Excel VBA Efficient Method to Preform Multiple Quick Searches

Posted on 2012-09-03
Last Modified: 2012-09-07
Hi Experts, I have kind of a challenging problem that I'm trying to figure out.  I need an efficient way to perform a series of fast searches through a list of about 100,000 items in an Excel workbook.  I'm writing a program that will return a set of the closest matches to a given string of characters within a list; it will eventually iterate through all 100,000 items and return the top five closest matches based on a similar matching algorithm.

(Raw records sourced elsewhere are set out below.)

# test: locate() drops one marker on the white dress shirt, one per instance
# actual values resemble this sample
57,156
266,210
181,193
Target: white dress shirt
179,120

The issue that I'm having is getting the program to run efficiently.  If I have a search string of 11 characters (for example 'TEST STRING') I need to scan my entire list searching for each possible sub string within the search string (limiting it to a minimum five consecutive characters). (e.g., 'TEST STRING', 'TEST STRIN', 'EST STRING', 'TEST STRI', 'EST STRIN', 'ST STRING'... all the way down to 5 consecutive characters... 'TEST ', 'EST S', 'ST ST', 'T STR', ' STRI', 'STRIN', 'TRING'). And return a set of items that contains each of those sub strings.

As you can see this requires A LOT of searching, and the number of searches grows exponentially depending on the length of the search string.  Initially I did this with brute force by looping through my entire list for each search (which actually worked OK when I only had about 2,000 items).  I've tried creating a database of the items in access then executing SQL statements with a LIKE clause, but these are still pretty inefficient.  I've had some luck using the .find method, but this still takes nearly 10 hours to process the entire list (and I've been seeing some buggy results).

I'm looking for suggestions on different methods of preforming the searches.  I think that there should be some way that I can create a hash which will help me quickly return a set of all items that contain specific subset of characters.  But I haven't worked much with hashes and I haven't been able to figure something out.

-Apologies for the long request; I've actually been asking smaller chunks of this question along the way, but I just keep hitting roadblocks.  Thanks in advance
Question by:JamesCbury
    LVL 44

    Accepted Solution

    I think you need to implement an algorithm like the Levenshtein

    It isn't the only algorithm in that class, so you might want to look at the others linked to at the bottom of the wiki article.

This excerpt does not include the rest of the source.